Yaoundé, premières gorgées

 

Yaoundé4

J’ai du mal à exprimer clairement cette ville, avec des mots précis et des expressions claires. 

Si d’ordinaire je trouve facilement mes marques dans les villes, et ce quelque soit leur taille, j’ai ici du mal à me repérer.

Ces difficultés sont d’abord dues aux plans et aux cartes, toujours incomplètes car ne figurant que les rues et les quartiers formels, là où la ville est constituée principalement de quartiers spontanés, dans lesquels les chemins de terre chaotiques, tantôt véritables artères, tantôt slaloms à travers les baraques ou la végétation, se substituent aux voies bitumées. Impossible donc d’évoluer à travers l’anarchie, de manière ordonnée. Si encore on pouvait repérer des points cardinaux ou des repères urbains pour s’orienter…

Mais la ville a cette deuxième caractéristique d’un relief tumultueux et répétitif, de collines et de vallées, qui brouillent la vue globale et perturbent l’orientation. Sans parler des routes qui zigzaguent comme elles peuvent, dans de drôles de détours sur cette géographie mouvementée.

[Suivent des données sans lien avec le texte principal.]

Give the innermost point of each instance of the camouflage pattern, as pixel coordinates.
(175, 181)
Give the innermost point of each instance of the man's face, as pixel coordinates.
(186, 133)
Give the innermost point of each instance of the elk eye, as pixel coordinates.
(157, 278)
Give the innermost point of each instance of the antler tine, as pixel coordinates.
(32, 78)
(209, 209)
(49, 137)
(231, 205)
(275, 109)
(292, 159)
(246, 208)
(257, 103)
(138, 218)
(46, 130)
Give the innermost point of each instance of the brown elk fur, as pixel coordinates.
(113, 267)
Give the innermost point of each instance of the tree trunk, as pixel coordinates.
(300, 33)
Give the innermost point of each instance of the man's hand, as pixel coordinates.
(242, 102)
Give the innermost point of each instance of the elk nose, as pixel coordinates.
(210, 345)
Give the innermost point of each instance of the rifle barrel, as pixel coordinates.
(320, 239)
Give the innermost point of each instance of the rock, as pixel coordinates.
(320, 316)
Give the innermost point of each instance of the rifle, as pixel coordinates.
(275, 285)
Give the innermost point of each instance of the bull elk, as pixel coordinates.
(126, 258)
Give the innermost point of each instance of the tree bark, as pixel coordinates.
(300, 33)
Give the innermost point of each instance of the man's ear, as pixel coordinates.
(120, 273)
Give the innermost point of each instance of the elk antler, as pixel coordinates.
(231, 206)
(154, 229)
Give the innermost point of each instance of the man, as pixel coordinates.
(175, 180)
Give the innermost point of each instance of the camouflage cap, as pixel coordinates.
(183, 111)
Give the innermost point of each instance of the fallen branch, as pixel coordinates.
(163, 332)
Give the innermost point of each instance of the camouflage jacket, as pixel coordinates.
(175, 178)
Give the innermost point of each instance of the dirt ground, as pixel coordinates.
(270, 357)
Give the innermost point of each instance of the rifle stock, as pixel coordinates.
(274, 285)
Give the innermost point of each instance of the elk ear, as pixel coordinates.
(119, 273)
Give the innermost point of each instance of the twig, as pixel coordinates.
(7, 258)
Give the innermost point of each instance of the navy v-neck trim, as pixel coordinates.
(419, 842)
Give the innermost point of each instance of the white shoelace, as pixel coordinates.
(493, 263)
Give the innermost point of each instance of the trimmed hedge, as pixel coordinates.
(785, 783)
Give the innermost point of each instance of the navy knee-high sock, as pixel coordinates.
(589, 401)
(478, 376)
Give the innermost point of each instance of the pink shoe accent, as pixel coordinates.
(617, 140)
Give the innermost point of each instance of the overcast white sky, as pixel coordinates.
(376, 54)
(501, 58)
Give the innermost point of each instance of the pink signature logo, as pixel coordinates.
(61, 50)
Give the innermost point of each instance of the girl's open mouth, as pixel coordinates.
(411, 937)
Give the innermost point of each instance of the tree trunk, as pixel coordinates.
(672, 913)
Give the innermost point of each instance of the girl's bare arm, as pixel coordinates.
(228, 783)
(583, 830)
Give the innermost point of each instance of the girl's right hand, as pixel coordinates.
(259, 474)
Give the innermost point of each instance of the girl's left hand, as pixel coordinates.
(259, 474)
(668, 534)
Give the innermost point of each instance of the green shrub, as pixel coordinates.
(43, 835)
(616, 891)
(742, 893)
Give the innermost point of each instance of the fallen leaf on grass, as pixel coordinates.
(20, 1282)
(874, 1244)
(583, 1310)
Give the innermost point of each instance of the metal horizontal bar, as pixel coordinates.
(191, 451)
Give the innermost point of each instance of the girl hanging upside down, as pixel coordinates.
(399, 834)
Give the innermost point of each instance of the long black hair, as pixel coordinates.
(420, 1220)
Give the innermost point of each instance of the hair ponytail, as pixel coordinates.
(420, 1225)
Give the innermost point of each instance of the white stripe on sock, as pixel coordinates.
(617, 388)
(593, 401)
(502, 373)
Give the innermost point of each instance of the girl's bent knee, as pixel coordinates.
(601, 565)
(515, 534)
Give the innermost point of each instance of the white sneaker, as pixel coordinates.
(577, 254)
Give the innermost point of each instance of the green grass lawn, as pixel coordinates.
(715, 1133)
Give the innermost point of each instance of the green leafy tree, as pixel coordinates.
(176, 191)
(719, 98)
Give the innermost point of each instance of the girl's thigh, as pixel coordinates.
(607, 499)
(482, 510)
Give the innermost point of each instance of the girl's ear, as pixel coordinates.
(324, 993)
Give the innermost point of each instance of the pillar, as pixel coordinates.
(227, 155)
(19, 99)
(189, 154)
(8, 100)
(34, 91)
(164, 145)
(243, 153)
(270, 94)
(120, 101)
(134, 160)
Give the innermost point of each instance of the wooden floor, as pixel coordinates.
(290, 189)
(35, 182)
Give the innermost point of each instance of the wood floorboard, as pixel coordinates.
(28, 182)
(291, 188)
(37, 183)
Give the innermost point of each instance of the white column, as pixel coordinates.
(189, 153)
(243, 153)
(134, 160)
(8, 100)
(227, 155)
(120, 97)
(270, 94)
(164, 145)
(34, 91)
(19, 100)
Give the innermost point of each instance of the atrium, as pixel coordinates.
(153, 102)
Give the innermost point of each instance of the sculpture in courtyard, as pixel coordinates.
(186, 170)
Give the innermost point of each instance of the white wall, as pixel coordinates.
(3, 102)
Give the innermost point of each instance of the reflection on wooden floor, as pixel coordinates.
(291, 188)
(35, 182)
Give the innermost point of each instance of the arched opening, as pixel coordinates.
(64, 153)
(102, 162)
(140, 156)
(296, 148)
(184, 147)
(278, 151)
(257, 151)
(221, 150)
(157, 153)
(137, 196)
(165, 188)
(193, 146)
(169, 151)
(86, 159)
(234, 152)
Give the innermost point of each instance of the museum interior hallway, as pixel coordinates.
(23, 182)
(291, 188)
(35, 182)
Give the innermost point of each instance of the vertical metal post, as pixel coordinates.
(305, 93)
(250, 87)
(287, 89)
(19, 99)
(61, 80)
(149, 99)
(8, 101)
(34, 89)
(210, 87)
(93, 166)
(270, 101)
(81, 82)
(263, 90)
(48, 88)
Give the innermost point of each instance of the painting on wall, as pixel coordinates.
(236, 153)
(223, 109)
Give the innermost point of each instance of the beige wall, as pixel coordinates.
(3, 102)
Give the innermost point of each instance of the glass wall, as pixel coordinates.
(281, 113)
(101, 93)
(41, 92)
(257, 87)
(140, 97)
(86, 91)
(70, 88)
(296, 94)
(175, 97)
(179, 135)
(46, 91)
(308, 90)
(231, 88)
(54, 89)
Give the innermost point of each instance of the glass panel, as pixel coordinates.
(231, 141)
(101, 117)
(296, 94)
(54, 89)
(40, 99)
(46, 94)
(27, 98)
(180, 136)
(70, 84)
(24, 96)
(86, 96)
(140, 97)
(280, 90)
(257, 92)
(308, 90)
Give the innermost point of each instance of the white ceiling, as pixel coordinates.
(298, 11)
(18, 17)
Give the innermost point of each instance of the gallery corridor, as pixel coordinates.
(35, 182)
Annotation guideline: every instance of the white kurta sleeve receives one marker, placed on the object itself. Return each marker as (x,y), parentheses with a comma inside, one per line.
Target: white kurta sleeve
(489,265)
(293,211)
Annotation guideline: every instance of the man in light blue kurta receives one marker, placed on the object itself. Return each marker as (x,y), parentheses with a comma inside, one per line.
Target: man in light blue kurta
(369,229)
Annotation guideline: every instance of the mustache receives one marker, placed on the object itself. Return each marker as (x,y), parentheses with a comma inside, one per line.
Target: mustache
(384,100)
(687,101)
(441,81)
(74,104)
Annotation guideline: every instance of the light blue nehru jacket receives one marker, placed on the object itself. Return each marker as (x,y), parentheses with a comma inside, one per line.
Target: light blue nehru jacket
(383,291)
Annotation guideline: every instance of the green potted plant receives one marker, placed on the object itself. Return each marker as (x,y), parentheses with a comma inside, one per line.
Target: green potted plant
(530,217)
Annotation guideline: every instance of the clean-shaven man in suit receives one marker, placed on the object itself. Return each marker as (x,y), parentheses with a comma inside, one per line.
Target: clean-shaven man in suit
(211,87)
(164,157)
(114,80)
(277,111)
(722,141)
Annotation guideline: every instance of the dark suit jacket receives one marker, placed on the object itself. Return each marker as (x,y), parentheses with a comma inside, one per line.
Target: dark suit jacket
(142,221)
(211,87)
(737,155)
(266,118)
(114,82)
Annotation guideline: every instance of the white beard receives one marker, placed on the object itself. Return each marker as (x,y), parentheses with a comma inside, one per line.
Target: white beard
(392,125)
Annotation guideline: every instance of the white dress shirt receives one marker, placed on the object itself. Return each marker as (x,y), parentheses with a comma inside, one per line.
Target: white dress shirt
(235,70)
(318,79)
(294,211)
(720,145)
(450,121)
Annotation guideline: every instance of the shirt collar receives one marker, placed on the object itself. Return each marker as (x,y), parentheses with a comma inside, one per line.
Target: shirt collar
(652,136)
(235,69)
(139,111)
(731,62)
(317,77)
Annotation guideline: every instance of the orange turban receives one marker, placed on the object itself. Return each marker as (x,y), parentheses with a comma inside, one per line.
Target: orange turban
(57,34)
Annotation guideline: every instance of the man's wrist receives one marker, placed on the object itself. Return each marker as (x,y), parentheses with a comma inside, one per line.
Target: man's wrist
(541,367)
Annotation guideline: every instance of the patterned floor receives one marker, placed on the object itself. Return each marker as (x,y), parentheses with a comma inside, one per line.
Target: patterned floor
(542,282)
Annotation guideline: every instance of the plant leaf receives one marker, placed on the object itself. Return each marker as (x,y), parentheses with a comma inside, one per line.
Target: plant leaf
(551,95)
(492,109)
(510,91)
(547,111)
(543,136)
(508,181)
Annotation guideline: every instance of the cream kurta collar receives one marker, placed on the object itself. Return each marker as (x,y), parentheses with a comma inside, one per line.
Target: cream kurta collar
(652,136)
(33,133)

Enfin et c’est peut-être ce qui m’empêche le plus au jour d’aujourd’hui de comprendre cette entité étrangère, s’y promener de manière continue et fluide s’avère chose compliquée. L’accès aux quartiers spontanés qui représentent 60% de la capitale[1] - et qu’on appelle un peu trop communément chez nous « bidonvilles » - est peuplé d’obstacles physiques et humains. A plusieurs reprises on nous déconseille où l’on nous interdit carrément leur accès, de manière bienveillante ou menaçante, sous prétexte d’un danger certain. Comment comprendre ce territoire, sans voir et appréhender ces blocs, morceaux entiers de l’anatomie urbaine ? Fourmillants de vie et de débrouille mais sacrément précaires, ils sont représentatifs d’une tradition –celle de bâtir sa maison – et d’une nécessité – celle de s’approprier une terre pour habiter, quand l’Etat ne peut subvenir aux besoins en termes de logement.

Yaoundé2

Outre la compréhension, il reste les impressions. Les premières sont toujours les plus vives. Alors qu’un taxi nous transporte à toute allure de l’aéroport à la maison de Pascal et Léa (et la marmaille et les employés : famille camerounaise d’accueil pour ces deux mois et des patates), la ville se dessine progressivement à travers la végétation ; de manière très disséminée au départ, les bâtisses semblent isolées le long de ce qui est un axe majeur. Au fur et à mesure, un peu plus de concentration, même si ce sont toujours des unités, quelque peu éparpillées et jamais vraiment unifiées, qui font office de front bâti le long de la route. Un tronçon concentre bars et restaurants, ceux-ci, complètement ouverts se répandent sur le trottoir, animant joyeusement la nuit de leurs musiques et lumières multicolores. C’est au sommet de l’une des 7 collines de la ville, que l’on peut embrasser du regard une bonne partie de cette flaque construite dont les lumières scintillent faiblement. La ville semble complètement plate, seul son relief lui confère quelques hauteurs. Après les villes chinoises, le changement est un peu radical… Le taxi poursuit sa route jusqu’à s’arrêter dans un quartier résidentiel très calme, éclairé de quelques lampadaires où pas un chat ne rôde. Nous sommes devant une maison entourée de murs haut de 3m, surmontés de barbelés et surveillé par un gardien. De toute évidence l’insécurité règne chez les plus riches d’un pays aux violents contrastes.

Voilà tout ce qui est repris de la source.